Posted: Wednesday, March 1, 2006
By: Craig Johnson

Trades Day again, enjoy all these reviews:-

Dawn: Lucifer’s Halo Supplemental Book

The Losers v2: Double Down

Batman: Hush Returns

Modern Masters v6: Arthur Adams

Essential Luke Cage, Power Man v1

Preacher v4: Ancient History

Gotham Central v2: Half A Life


Craig’s Mini-Reviews, aka What Have I Been Reading This Week?

Couple of trades, both hardcover, both as far apart on the comics spectrum as you could ever experience, yet both with lots of merits.

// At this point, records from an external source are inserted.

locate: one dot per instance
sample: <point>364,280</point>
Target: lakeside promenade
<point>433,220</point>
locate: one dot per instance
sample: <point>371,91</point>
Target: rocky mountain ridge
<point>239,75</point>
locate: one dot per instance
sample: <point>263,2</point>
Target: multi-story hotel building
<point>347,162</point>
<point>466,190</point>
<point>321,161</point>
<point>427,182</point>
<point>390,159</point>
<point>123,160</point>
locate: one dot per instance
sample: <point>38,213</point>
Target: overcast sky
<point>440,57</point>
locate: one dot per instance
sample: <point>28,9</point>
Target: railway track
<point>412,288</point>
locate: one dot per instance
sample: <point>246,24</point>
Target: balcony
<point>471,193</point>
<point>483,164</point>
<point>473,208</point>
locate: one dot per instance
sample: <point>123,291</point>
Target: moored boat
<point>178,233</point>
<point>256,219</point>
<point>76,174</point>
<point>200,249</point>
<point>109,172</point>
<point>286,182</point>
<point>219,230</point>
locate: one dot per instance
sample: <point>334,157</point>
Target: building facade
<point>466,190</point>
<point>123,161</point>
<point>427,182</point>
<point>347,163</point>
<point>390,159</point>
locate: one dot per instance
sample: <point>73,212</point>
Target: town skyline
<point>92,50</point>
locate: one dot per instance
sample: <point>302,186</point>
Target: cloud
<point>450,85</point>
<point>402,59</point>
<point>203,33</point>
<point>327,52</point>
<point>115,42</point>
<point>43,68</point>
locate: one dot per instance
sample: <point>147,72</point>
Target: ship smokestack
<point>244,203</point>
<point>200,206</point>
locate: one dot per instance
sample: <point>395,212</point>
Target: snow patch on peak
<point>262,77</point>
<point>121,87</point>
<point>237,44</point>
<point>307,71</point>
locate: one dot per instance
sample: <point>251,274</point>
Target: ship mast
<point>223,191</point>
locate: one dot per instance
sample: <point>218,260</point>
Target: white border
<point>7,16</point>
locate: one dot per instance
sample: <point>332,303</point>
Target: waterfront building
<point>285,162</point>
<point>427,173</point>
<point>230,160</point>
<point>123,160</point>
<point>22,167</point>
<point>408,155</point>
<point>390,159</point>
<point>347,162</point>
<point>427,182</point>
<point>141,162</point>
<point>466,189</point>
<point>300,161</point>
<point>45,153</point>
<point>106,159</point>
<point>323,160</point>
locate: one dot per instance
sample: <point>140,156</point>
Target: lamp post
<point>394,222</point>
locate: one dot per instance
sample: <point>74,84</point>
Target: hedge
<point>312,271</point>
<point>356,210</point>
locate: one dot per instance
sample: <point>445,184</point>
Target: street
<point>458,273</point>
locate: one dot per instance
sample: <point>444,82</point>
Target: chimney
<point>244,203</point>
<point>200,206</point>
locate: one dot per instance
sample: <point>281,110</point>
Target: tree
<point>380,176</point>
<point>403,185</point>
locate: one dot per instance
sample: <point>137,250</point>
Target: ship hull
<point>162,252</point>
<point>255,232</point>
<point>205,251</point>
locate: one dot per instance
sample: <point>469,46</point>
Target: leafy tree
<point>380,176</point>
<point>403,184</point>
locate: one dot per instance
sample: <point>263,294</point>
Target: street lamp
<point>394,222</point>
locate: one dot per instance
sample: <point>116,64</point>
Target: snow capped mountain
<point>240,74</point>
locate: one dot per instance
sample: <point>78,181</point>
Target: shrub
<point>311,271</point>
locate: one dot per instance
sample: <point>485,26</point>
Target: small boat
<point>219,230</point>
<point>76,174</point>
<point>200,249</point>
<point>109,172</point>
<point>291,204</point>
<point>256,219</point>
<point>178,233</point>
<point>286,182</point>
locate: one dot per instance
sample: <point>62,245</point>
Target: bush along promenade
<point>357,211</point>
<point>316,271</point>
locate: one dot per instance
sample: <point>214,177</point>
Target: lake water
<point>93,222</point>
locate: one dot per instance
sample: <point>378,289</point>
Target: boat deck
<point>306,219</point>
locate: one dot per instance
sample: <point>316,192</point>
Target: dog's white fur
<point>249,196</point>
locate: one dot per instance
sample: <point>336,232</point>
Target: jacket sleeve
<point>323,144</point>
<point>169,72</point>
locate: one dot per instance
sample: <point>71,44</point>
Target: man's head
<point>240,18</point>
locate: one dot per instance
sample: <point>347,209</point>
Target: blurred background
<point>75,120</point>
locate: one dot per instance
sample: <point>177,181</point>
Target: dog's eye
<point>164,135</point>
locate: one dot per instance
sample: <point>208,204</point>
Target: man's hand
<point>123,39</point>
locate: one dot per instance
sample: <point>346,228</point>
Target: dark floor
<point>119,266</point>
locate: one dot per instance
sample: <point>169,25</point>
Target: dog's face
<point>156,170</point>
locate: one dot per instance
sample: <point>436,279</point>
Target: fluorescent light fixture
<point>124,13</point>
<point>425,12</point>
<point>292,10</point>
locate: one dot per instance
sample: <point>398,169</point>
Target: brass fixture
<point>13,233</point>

First up, Acme Novelty Library 16 – issue sixteen, yet a hardcover 64-plus-page original graphic novel, featuring the school days of Rusty Brown – a comics and action figure fan, with dysfunctional parents, bullied at school, yet running in parallel is the story of Chalky White’s first day at school: a figure even more tragic and pathetic than Rusty…except Rusty has that streak of maliciousness brought upon by being a victim all his life. The last eight or so pages are the Eisner-esque Building Stories – different people live on different floors of a building, each story focuses on one particular occupant, yet others flit in and out of the background, their actions in Story A being explained in Story B. Hugely complex yet a work of genius.

And also…NYX/X-23, the Marvel HC collection of X-23 #1-6 and NYX #1-7. I only read the first four issues of NYX in monthly format, before the scheduling problems with it put me off, after which I seemed to miss the last three issues. I was umming and ahhing about buying this book for a few weeks, really didn’t have much faith in X-23, I mean, Daughter of Wolverine, give me a break. However, I spent the cash, read the book, and it’s so much better than a DofW knock-off. First off, she’s not the Daughter of Wolverine – I won’t reveal how X-23 came about (nor what happened to X-1 to X-22, nor the fate of X-24 to X-50), but the story builds nicely to a not unexpected denouement (although with a very nice final touch, presaged subtlely yet shocking when it does happen). Also, reading this series first makes a few scenes in NYX make more sense…part of what turned me off NYX in the first place was the lack of use of the heroine of that book, Kiden’s, mutant powers. She has such a cool power, shown in the first couple of issues and then apparently forgotten…until it comes back in style in the last chapter. A great take on young superheroes, a fine story.

This was my truth, now tell me yours.